About Data Sampling

Sampling provides a way to load a Birst space with a very controlled subset of data. Sampling allows you to develop much more quickly than using a full set of data.

Sampling consists of two parts:

Generating samples
Applying sampling to sources

These two parts are separated such that you can turn sampling on and off in a space or re-sample with different sizes easily. Note that sampling leverages level keys to indicate which columns should be treated as a unique key to sample. There is no strict requirement to have a source be targeted to a level. The level key is simply used to designate a set of columns that you might want to sample.

Generating Samples

There are two methods to generate a sample:

Generating a raw sample based on a source
Generating a derived sample

Generating a Raw Sample Based on a Source

In this method, you type the following command:

createsample dimension level source percent

By indicating a dimension and level, Birst can use the level key of that level to choose which columns to sample.

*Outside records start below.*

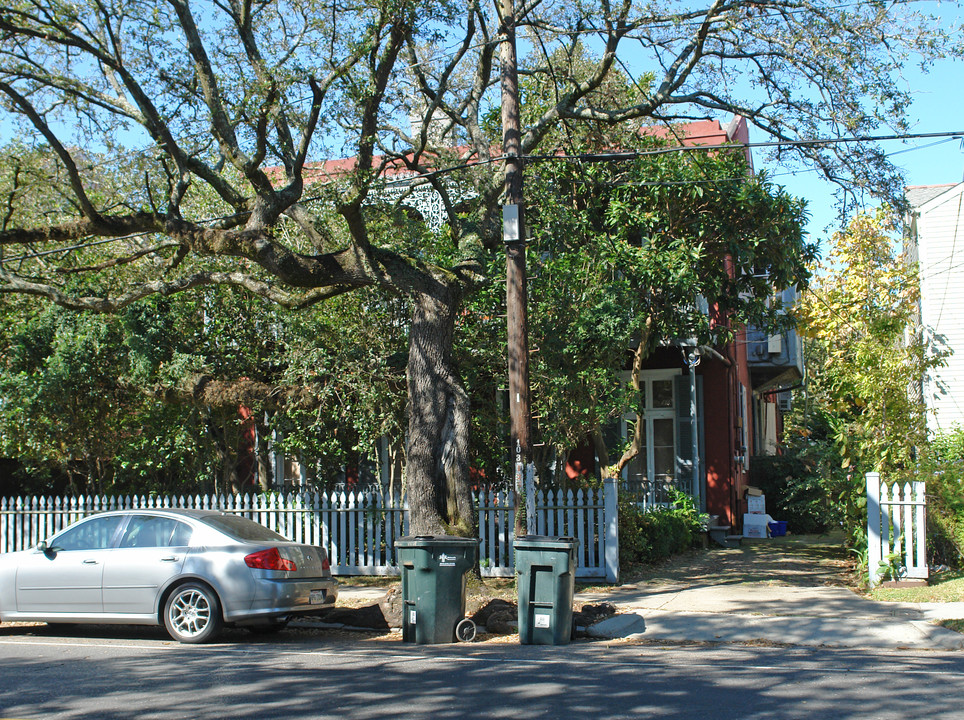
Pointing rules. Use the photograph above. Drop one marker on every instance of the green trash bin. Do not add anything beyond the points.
(434, 570)
(546, 576)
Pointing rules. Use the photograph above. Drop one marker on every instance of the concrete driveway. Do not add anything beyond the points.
(782, 591)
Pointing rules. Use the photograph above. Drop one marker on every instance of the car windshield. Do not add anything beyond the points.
(242, 529)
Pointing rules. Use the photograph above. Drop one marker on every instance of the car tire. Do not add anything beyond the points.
(192, 613)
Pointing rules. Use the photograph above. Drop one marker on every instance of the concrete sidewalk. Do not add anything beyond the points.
(797, 610)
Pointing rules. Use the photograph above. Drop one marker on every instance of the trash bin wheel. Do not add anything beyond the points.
(465, 631)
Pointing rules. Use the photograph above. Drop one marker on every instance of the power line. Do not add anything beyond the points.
(413, 176)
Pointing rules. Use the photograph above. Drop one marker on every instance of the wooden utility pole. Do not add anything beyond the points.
(513, 234)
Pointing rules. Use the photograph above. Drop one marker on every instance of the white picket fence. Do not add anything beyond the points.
(358, 529)
(896, 526)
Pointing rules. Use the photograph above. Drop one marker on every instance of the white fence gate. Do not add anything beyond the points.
(896, 528)
(358, 529)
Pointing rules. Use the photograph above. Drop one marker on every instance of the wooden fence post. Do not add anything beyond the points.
(874, 555)
(611, 490)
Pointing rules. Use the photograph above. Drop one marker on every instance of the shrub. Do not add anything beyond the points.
(647, 536)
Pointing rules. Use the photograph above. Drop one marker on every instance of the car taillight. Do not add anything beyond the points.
(269, 559)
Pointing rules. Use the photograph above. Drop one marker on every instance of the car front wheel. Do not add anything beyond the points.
(192, 613)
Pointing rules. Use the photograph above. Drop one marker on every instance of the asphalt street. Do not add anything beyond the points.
(130, 672)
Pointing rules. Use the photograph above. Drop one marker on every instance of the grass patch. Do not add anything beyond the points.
(945, 587)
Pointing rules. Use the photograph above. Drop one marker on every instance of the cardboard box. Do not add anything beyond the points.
(756, 525)
(756, 504)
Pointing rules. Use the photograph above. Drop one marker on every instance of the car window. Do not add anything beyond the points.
(93, 534)
(153, 531)
(242, 529)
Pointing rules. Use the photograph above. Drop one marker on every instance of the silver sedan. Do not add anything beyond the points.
(189, 570)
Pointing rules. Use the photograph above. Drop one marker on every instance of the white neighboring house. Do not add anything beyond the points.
(935, 239)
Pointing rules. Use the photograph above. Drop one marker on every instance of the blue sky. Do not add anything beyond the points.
(938, 106)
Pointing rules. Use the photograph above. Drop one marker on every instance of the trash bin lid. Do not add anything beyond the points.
(416, 541)
(545, 542)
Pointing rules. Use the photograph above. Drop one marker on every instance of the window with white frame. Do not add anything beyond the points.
(654, 468)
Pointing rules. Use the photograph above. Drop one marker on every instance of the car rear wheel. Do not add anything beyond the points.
(192, 613)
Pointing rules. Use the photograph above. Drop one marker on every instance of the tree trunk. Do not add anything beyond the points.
(437, 468)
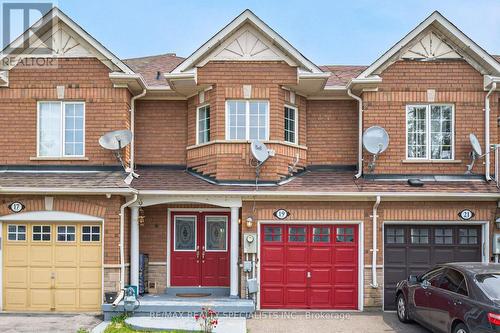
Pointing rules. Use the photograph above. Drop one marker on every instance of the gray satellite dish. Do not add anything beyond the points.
(375, 141)
(259, 151)
(116, 141)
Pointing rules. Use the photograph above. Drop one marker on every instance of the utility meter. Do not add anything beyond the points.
(496, 244)
(249, 242)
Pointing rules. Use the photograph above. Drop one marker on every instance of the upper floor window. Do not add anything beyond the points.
(61, 129)
(291, 124)
(203, 124)
(430, 132)
(247, 120)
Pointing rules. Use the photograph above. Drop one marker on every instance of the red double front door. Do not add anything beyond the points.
(199, 249)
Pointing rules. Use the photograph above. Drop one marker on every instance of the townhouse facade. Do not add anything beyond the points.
(315, 225)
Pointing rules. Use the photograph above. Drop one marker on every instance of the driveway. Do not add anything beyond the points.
(332, 322)
(38, 323)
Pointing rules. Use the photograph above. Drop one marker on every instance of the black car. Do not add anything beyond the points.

The source will dictate which source file will be used to generate the sample and percent (a value from 1 to 100) indicates what sampling level is desired. When this command is issued, Birst processes that source, examining all rows and creates a separate sample file containing a random sample of the level keys in that file.

Generating a Derived Sample

Because large spaces are sparse, simply taking a random sample of each source file would likely not yield many results as the samples might not intersect. For example in a CRM case where you have an “Account” source that has a record for every customer account and an “Opportunities” source that lists individual sales opportunities, if you sampled these two files independently, you would likely get opportunities in the sample for which there were no accounts. To solve this, you could create a derived sample of opportunities based on the sample of accounts. Since there is a one to many relationship between accounts and opportunities (there is one and only one account for each opportunity, but each account may have many opportunities), you would first use the createsample command with Account using the Account level key. Then you would derive an opportunity sample using another table (likely an opportunity source that includes account keys), for example:

derivesample Account Account Opportunity Opportunity OpportunitiesSource

The syntax is:

derivesample source_dimension source_level target_dimension target_level source

Applying Samples to Sources

Once samples are generated, they need to be applied to source files such that they are used during processing. Each sample is associated with a level key. You can see which samples have been generated with the showsamples command showsamples.

To apply a sample to a source, use the command:

applysample dimension level source

This works because each sample is associated uniquely with a level key. Do this for each source that requires sampling. You can see which samples are applied using the showsamples command. You can reverse this action by using the removesample command, for example:

removesample dimension level source

Note: The removesample command simply tells Birst not to use sampling on a source, it does not delete any sample files.

Once samples are associated with sources, you can process data. The first time data is processed with sampling, Birst uses the full source files to generate sampled sources. These sampled source files are then saved such that you can re-process the data later and the original files aren’t used. This allows you to very rapidly iterate processing.

When you are ready to process the full data, use the deletesamples command. This command will delete the individual sample files for each level key so that processing will use the full source files. Birst still remembers the associations that were previously given so that if you want to sample again later, you can simply generate the sample files without having to reapply them to sources. In this way, sampling can be quickly turned on or off. If you want to increase the amount of sampling done (say from a 2% sample to a 10% sample), use the deletesamples command and resample with the larger percentage.